Lack of URL Validation in avatarUrl at /v4/profile

## Summary The endpoint `profile4-noneu.truecaller.com/v4/profile` is currently making a validation of the avatarURL param, but it can be easily by craft a fake url adding a valid trucallerstatic url after a `#` sign. (E.g: `https:\/\/evil.com/evil.svg#images-noneu.truecallerstatic.com\/myview\/1\/a033e33df60f303e64bd5ef0ee3b1a87\/3`) - In the current moment, this endpoint is just validating if the url starts with `https` and has the string `images-noneu.truecallerstatic.com` in any part of the text This lack of validation exposes the application to several security risks, including but not limited to Cross-Site Scripting (XSS), Server-Side Request Forgery (SSRF), and potential data exfiltration. ## Steps to Reproduce 1. Using the mobile app, go to the profile edit page, upload a new image and intercept the profile update request 1. Use the valid url generated during the image upload to craft a fake one, pointing to a domain of your own {F3252025} 1. Search for your number in the mobile app or in the web application, and validate if the update has been reflected on the request {F3252043} ## Impact ## Summary: This issue exposes the application to a lot o potential vulnerabilities.
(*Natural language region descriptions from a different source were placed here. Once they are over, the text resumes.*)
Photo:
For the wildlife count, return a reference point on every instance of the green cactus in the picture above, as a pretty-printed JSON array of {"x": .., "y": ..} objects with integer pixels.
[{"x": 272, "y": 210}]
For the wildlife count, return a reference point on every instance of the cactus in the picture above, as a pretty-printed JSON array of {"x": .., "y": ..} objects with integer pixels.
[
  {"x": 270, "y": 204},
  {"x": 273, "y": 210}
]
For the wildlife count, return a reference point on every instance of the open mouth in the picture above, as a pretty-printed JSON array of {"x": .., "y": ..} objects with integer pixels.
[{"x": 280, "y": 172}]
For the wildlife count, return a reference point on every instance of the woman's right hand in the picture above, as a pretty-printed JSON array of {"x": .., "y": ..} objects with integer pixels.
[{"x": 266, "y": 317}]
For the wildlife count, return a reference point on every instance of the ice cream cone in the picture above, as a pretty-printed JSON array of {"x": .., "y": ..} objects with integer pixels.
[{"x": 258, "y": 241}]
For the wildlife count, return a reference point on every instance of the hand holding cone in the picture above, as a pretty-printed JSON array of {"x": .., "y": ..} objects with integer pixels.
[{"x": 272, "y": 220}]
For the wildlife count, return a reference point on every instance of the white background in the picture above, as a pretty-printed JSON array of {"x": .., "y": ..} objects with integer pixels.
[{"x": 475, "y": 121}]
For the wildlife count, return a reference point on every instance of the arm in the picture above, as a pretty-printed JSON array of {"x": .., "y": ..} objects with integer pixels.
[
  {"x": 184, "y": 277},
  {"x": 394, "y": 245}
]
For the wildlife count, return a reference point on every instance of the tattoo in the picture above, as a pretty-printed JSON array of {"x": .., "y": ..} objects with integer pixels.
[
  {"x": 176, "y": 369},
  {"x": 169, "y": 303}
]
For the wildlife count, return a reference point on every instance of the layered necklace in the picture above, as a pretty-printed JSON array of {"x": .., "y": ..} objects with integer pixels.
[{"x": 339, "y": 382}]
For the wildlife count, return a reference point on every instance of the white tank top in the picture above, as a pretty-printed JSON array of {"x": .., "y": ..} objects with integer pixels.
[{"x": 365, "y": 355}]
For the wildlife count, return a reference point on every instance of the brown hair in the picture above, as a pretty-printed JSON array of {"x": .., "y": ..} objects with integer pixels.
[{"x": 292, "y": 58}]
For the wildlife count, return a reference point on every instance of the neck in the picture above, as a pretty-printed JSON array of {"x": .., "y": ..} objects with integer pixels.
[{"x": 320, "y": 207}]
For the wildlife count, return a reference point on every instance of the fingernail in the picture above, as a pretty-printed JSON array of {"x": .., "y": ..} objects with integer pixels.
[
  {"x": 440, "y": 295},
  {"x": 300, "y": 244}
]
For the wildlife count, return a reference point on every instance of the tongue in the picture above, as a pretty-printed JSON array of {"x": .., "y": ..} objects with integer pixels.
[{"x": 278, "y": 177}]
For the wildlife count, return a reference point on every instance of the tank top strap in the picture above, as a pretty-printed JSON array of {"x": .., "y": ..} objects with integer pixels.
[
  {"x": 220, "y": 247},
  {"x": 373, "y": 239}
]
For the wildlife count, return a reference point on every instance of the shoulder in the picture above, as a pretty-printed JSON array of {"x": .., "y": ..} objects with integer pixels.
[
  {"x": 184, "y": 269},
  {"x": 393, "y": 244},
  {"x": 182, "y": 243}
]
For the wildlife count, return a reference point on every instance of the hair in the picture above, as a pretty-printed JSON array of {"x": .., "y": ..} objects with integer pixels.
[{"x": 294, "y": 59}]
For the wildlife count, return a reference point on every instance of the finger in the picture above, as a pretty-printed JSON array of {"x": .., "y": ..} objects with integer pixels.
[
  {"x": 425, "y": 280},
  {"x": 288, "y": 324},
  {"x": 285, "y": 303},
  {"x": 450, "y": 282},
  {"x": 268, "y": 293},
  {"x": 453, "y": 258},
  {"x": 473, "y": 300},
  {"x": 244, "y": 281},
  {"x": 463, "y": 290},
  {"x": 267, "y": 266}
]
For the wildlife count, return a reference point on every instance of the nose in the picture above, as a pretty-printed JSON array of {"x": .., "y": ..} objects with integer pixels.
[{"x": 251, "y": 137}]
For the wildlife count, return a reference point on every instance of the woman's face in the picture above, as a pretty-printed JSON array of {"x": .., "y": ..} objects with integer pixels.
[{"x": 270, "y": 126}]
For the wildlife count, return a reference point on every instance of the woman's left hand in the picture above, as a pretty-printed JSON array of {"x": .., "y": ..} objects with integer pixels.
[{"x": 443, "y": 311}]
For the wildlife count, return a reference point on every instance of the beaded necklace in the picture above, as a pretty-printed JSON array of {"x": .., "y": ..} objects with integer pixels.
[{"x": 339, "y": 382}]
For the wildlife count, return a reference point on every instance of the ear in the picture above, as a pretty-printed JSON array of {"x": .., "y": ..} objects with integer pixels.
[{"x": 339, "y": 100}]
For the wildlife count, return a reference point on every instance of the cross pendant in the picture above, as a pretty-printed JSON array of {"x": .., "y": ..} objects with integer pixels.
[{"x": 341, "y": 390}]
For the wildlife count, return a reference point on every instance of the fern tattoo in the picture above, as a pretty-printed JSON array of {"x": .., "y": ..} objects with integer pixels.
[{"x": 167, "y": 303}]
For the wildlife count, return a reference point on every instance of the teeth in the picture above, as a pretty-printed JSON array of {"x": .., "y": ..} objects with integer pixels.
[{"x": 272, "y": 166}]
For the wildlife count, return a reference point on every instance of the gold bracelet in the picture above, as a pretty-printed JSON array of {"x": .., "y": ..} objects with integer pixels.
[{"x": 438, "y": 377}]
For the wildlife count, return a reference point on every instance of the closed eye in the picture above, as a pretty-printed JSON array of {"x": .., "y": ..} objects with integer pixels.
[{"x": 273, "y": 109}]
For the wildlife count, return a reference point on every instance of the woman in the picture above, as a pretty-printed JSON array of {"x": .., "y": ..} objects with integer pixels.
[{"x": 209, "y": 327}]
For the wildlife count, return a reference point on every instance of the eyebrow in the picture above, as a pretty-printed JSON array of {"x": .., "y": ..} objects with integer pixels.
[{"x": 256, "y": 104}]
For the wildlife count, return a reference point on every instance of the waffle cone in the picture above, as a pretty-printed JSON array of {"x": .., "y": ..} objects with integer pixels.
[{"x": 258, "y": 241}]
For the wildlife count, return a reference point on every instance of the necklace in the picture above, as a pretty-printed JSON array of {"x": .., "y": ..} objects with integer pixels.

For example: - By embedding a malicious SVG file with a script tag as its avatar URL, attackers can seamlessly execute devastating Cross-Site Scripting (XSS) attacks, potentially compromising sensitive user data and hijacking sessions. - Exploiting the absence of size validation, attackers can upload excessively large files as avatars, resulting in systemic crashes for all users accessing their profiles, causing widespread disruption and service downtime. - The pervasive lack of URL validation opens avenues for Cross-Site Request Forgery (CSRF) attacks, enabling adversaries to manipulate user sessions, execute unauthorized actions, and compromise the integrity of the application's functionality and data security.